Josef Sudek

(CZECHOSLOVAKIAN, 1896 – 1976)

Known as the “Poet of Prague” Sudek studied photography at the School of Graphic Art in Prague with Professor Karel Novak (1922-23). A lifelong passion for music also influenced his life and work. While Sudek is sometimes regarded as a modernist, this is true of only a couple of years in the 1930s, during which he undertook commercial photography. Primarily, his personal photography is neo-romantic. His early work included many series of light falling in the interior of St. Vitus cathederal. During and after World War II Sudek created haunting night-scapes and panoramas of Prague, photographed the wooded landscape of Bohemia, and the window-glass that led to his garden (the famous The Window of My Atelier series). He went on to photograph the crowded interior of his studio (the Labyrinths series). His first Western show was at George Eastman House in 1974 and he published 16 books during his life.

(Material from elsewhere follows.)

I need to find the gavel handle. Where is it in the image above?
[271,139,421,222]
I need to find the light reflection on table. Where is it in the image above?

He was awarded the Order of Work by the Czech government in 1966 and received the title Artist of Merit in 1961, the first photographer so honored by the Czech government.

Everything around us, dead or alive, in the eyes of a crazy photographer mysteriously takes on many variations, so that a seemingly dead object comes to life through light or by its surroundings....to capture some of this - I suppose that’s lyricism.